In the movie, Cage is able to project himself into the future a variable amount of time, seeing what happens, then changing how he progresses. This is useful to him as he can now predict when and where he is shot, in one scene, so he can effectively dodge the bullets before they are fired. It may not be the best movie around, but it does make you think about how effective being able to see into the future may be, or not, depending on your intelligence.

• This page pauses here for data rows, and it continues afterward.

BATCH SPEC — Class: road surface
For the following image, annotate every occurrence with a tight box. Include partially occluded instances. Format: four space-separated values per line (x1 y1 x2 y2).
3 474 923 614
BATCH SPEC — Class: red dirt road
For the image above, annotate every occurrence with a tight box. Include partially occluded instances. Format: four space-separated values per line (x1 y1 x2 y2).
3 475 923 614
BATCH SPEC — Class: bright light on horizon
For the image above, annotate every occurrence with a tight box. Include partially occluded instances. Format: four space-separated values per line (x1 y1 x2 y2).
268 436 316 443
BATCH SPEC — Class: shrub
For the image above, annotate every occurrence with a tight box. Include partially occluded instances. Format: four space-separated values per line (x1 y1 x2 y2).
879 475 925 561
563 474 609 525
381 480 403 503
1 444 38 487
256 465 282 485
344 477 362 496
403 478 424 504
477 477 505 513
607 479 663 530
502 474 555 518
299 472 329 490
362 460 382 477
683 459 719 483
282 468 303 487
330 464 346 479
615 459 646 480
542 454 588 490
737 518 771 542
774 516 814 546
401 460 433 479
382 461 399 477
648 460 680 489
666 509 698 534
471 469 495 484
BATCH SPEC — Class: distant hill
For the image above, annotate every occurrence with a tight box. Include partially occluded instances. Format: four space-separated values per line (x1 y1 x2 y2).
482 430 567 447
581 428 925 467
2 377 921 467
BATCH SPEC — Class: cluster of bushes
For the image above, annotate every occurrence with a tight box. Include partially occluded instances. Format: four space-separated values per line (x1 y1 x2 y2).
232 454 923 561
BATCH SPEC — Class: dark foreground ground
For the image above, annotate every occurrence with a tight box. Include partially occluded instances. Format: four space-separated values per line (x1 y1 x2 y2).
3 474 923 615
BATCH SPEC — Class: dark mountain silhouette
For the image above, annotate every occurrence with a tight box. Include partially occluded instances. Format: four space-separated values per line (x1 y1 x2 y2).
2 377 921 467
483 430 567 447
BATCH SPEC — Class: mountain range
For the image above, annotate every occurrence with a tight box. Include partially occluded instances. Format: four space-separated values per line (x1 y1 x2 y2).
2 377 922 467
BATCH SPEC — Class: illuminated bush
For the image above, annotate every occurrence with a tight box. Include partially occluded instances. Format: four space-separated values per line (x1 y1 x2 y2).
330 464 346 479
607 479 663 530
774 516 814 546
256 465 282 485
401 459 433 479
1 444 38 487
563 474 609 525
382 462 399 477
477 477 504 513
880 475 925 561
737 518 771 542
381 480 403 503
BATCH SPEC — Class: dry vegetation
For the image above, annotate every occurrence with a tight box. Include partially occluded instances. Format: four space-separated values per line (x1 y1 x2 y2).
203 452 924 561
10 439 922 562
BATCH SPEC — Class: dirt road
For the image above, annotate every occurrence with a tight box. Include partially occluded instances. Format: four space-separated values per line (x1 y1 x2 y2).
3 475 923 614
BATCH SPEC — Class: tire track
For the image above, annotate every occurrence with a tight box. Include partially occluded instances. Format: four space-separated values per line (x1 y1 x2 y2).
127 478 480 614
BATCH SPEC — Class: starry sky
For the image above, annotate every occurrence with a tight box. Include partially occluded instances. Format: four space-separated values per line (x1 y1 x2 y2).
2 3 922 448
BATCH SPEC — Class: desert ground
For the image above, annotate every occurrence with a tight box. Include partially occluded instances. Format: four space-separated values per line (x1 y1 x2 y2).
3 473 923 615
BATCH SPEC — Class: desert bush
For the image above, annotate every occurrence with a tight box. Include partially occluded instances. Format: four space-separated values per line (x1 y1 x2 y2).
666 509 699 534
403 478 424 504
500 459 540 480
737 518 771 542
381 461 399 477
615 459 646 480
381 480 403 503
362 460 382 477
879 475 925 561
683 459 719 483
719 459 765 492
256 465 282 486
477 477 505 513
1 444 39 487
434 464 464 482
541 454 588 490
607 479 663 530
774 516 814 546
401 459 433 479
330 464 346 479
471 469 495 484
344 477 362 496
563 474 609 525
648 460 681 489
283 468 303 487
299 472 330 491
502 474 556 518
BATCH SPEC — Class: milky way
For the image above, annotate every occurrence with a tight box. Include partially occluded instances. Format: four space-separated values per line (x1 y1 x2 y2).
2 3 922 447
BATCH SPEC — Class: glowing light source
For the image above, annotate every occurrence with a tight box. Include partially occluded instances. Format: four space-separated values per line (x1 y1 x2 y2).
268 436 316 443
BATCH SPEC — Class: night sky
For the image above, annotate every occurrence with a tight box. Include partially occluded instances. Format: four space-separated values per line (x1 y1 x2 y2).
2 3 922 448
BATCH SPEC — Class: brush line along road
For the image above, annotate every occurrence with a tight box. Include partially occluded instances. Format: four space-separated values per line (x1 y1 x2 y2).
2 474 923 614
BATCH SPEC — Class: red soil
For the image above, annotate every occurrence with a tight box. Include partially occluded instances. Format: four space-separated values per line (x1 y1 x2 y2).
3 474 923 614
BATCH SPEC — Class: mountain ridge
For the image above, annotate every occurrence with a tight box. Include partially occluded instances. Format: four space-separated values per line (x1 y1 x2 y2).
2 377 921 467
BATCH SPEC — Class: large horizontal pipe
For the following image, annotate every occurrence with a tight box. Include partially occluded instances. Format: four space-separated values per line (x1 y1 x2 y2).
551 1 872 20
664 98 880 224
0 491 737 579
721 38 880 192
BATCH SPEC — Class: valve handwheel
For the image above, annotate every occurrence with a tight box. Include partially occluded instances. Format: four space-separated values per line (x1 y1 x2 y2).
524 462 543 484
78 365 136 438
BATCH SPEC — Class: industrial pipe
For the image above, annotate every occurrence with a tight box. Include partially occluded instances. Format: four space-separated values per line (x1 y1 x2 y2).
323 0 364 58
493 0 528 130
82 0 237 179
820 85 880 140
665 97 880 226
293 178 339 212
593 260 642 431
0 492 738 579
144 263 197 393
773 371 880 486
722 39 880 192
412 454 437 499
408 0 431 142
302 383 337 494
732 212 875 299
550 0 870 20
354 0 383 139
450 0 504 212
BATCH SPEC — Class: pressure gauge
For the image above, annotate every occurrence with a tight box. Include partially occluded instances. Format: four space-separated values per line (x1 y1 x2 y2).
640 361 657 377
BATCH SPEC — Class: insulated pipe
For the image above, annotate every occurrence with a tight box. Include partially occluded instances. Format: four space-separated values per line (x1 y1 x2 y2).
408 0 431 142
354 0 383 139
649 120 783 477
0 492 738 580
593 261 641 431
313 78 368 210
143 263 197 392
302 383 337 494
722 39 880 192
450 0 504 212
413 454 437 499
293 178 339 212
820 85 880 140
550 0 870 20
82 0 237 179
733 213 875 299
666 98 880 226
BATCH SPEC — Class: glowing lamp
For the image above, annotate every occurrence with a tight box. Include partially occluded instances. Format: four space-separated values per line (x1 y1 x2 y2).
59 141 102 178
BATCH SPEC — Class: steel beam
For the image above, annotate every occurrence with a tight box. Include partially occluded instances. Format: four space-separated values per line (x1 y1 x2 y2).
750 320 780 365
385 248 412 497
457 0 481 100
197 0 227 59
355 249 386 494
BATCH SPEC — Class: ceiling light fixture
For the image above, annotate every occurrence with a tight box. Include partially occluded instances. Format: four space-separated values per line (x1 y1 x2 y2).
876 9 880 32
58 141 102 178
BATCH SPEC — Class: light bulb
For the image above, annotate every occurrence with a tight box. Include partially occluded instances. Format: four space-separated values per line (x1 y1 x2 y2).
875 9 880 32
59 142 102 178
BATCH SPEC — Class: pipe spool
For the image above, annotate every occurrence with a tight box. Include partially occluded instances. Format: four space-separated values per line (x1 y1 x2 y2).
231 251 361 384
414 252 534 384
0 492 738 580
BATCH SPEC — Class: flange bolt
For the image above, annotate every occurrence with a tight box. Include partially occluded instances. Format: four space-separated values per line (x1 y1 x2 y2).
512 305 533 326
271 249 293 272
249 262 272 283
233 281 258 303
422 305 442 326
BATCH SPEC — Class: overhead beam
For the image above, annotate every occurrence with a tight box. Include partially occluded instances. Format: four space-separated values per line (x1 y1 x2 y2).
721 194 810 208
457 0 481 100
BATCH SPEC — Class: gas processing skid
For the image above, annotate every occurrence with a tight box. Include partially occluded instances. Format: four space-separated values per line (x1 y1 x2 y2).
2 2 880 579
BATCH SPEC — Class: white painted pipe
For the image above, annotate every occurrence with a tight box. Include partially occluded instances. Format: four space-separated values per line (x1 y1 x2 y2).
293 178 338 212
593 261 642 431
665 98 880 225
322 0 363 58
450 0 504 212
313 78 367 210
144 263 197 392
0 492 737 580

Are your precogs able to "see" the changes they make in the timeline in "realtime" or are they effectively as blind as anyone else to their purchases and sales. If they see a price go up or down and they make a significant purchase or sale, does that price they see match the price at the time actually forecast? Asked differently: if they look again, does their "vision" change? Can they even look again or is that same instant in time blocked from them somehow? Is it only a function of energy whether they can look forward and how long is their recharge time? This kind of meshes with how far into the future they can see, because if their cooldown is longer than their pre-vision, they might not be able to change their decision anyway, unless there's partners or a team making sure the decisions are correct.
So, does your stock purchase change the future? Can you "ride the wave" of someone else's run and get out before you get stuck? Or does one of your characters realize that precog doesn't change anything and therefore doesn't really matter (pre-destiny)? Maybe there's another set of precogs that work to prevent runs on stocks and effectively "normalizes" the market? Maybe the market is regulated so that only a certain amount/type/size of unnatural market fluctuation are made before a specific individual is required to get more education or is outright banned.
This is your story, so you have to decide what what you want to happen. If you want to make the stock so dangerous that only a fool or genius would participate, you can do that. If you want it to be so regulated that only "masters" allowed to use real money, with everyone else being on a virtual market until they become "certified", you can do that, too. Maybe the stock market was so volatile that it crashed years ago, and no there's only stories/myths about it and how people went mad trying to use it.
Hopefully I provided more insight than questions. "Have fun storming the castle!"